IOP elevation was induced in one eye in anesthetized (isoflurane) adult C57BL6/J mice using a circumlimbal suture. Sutures were left in place for 8 and 16 weeks (n = 30 and 28). In two other groups the suture was cut after 8 and 12 weeks (n = 30 and 28), and ganglion cell function (electroretinography) and retinal structure (optical coherence tomography) were assessed 4 weeks later. Ganglion cell density was quantified by counting RBPMS (RNA-binding protein with multiple splicing)–stained cells.

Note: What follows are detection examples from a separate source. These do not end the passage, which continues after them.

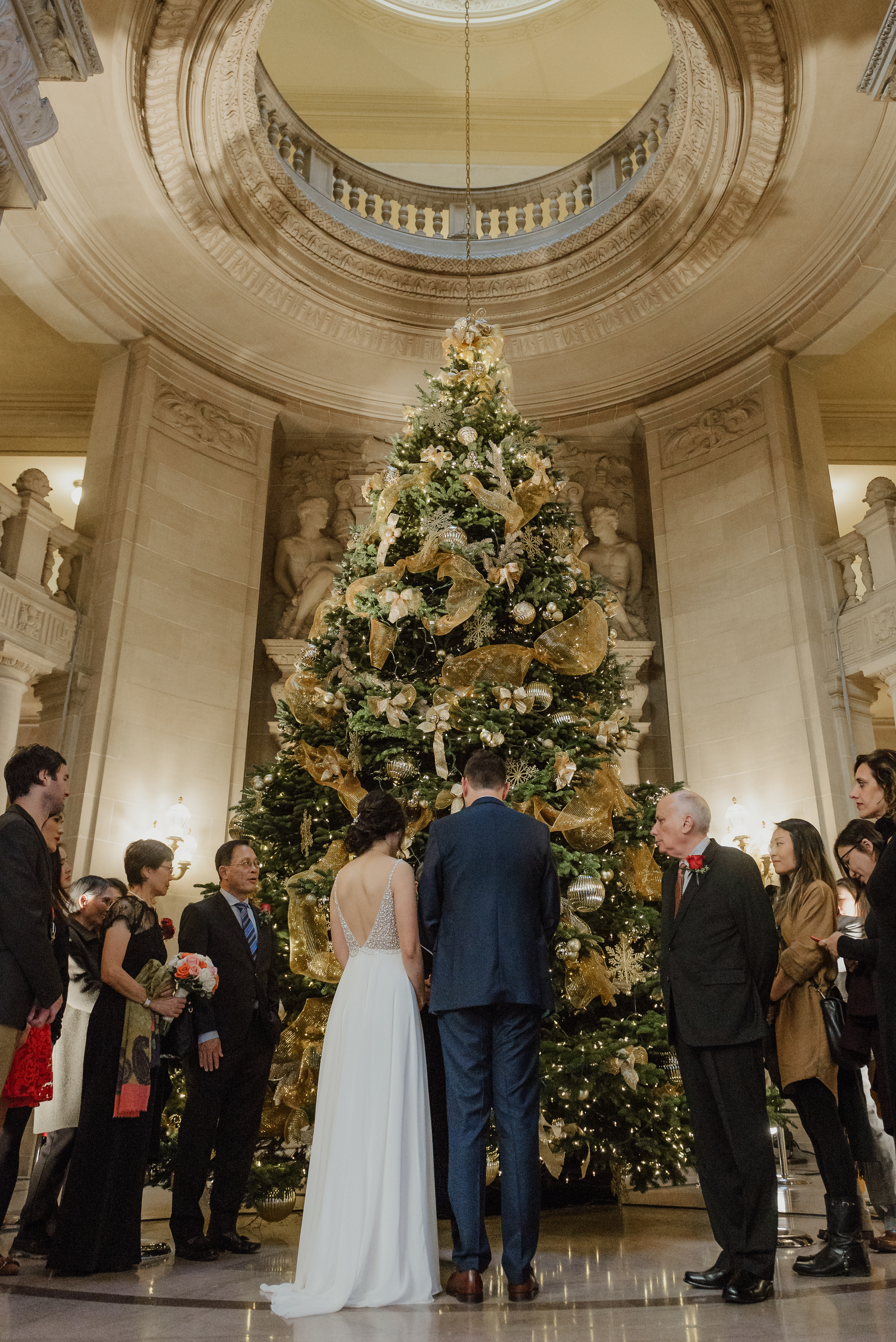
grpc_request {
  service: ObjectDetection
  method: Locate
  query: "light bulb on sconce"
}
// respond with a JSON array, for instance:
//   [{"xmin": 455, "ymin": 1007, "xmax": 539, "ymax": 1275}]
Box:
[{"xmin": 143, "ymin": 797, "xmax": 199, "ymax": 880}]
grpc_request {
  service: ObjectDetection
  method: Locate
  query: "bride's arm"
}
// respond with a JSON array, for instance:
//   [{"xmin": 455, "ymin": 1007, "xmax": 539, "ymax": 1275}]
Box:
[{"xmin": 392, "ymin": 861, "xmax": 426, "ymax": 1011}]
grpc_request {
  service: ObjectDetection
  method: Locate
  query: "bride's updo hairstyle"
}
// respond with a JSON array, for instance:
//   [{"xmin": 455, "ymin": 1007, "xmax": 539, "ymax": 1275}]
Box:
[{"xmin": 345, "ymin": 789, "xmax": 408, "ymax": 854}]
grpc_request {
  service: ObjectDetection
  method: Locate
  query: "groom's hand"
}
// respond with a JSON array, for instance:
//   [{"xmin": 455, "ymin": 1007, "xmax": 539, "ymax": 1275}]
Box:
[{"xmin": 199, "ymin": 1039, "xmax": 224, "ymax": 1072}]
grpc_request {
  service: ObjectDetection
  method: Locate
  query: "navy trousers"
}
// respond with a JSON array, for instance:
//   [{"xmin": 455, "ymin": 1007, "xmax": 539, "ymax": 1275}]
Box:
[{"xmin": 439, "ymin": 1005, "xmax": 542, "ymax": 1286}]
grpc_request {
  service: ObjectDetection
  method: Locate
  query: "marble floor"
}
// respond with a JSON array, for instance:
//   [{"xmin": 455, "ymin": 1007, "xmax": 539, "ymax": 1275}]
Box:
[{"xmin": 0, "ymin": 1167, "xmax": 896, "ymax": 1342}]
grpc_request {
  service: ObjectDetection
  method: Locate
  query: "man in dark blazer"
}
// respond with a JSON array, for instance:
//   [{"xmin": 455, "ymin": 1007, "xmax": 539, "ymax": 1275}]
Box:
[
  {"xmin": 170, "ymin": 839, "xmax": 280, "ymax": 1263},
  {"xmin": 419, "ymin": 750, "xmax": 559, "ymax": 1303},
  {"xmin": 652, "ymin": 792, "xmax": 778, "ymax": 1304},
  {"xmin": 0, "ymin": 745, "xmax": 68, "ymax": 1091}
]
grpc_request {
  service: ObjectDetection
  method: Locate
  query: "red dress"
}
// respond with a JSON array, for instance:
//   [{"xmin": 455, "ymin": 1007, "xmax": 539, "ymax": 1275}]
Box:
[{"xmin": 3, "ymin": 1025, "xmax": 52, "ymax": 1108}]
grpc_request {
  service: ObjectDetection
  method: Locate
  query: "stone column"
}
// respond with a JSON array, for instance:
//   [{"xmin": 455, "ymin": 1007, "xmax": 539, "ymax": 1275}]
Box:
[
  {"xmin": 641, "ymin": 349, "xmax": 854, "ymax": 841},
  {"xmin": 0, "ymin": 639, "xmax": 52, "ymax": 768},
  {"xmin": 66, "ymin": 337, "xmax": 278, "ymax": 917}
]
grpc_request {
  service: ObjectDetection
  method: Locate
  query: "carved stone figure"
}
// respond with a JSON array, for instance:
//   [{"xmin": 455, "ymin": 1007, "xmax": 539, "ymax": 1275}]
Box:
[
  {"xmin": 580, "ymin": 507, "xmax": 648, "ymax": 639},
  {"xmin": 273, "ymin": 498, "xmax": 343, "ymax": 639}
]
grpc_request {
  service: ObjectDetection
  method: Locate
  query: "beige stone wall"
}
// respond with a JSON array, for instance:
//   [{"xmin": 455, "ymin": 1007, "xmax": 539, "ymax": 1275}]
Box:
[
  {"xmin": 643, "ymin": 350, "xmax": 854, "ymax": 840},
  {"xmin": 65, "ymin": 338, "xmax": 276, "ymax": 913}
]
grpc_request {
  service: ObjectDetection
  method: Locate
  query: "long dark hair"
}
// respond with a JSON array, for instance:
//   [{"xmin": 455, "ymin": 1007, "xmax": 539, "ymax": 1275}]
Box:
[
  {"xmin": 775, "ymin": 820, "xmax": 837, "ymax": 923},
  {"xmin": 345, "ymin": 788, "xmax": 408, "ymax": 854}
]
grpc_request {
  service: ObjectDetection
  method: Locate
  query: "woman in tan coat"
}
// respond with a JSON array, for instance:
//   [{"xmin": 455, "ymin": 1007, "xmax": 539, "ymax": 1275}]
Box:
[{"xmin": 768, "ymin": 820, "xmax": 871, "ymax": 1276}]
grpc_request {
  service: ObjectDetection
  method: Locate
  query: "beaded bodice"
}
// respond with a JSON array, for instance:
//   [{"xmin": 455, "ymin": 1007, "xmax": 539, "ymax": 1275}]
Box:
[{"xmin": 333, "ymin": 858, "xmax": 401, "ymax": 958}]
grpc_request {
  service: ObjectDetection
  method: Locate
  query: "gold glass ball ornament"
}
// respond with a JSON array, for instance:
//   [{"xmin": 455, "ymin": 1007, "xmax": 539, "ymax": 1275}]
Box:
[
  {"xmin": 524, "ymin": 680, "xmax": 554, "ymax": 708},
  {"xmin": 439, "ymin": 522, "xmax": 467, "ymax": 545},
  {"xmin": 386, "ymin": 755, "xmax": 417, "ymax": 782}
]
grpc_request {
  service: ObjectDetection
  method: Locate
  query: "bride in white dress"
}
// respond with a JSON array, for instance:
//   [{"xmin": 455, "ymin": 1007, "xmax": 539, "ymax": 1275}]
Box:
[{"xmin": 262, "ymin": 792, "xmax": 441, "ymax": 1319}]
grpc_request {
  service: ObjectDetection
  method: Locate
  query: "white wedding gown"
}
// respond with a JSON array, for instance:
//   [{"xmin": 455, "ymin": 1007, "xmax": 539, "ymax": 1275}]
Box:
[{"xmin": 262, "ymin": 861, "xmax": 441, "ymax": 1319}]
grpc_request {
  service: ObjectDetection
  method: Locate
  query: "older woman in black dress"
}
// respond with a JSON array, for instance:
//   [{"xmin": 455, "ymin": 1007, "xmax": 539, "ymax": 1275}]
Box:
[{"xmin": 47, "ymin": 839, "xmax": 185, "ymax": 1275}]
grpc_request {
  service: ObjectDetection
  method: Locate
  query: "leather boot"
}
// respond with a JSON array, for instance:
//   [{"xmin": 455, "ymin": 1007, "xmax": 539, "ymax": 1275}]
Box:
[{"xmin": 793, "ymin": 1197, "xmax": 871, "ymax": 1276}]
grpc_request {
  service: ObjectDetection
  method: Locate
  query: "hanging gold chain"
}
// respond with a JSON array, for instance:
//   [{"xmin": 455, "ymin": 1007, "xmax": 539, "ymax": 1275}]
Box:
[{"xmin": 464, "ymin": 0, "xmax": 472, "ymax": 319}]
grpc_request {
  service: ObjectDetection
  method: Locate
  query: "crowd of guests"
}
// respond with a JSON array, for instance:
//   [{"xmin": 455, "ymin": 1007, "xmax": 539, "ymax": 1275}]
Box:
[{"xmin": 0, "ymin": 745, "xmax": 280, "ymax": 1276}]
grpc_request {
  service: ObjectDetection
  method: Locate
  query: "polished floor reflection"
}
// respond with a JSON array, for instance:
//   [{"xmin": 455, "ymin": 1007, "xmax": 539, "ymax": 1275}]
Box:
[{"xmin": 0, "ymin": 1176, "xmax": 896, "ymax": 1342}]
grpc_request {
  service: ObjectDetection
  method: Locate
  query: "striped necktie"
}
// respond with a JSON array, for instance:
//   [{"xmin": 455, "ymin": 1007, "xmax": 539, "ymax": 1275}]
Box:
[{"xmin": 233, "ymin": 899, "xmax": 259, "ymax": 960}]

With IOP elevation (∼10 mm Hg above baseline), ganglion cell function declined to 75% ± 8% at 8 weeks and 59% ± 4% at 16 weeks relative to contralateral control eyes. The retinal nerve fiber layer was thinner at 8 (84% ± 4%) and 16 weeks (83% ± 3%), without a significant difference in total retinal thickness. Ganglion cell function recovered with IOP normalization (suture removal) at week 8 (97% ± 7%), but not at week 12 (73% ± 6%). Ganglion cell loss was found in all groups (−8% to −13%).
In the mouse circumlimbal suture model, 12 weeks of IOP elevation resulted in irreversible ganglion cell dysfunction, whereas retinal dysfunction was fully reversible after 8 weeks of IOP elevation.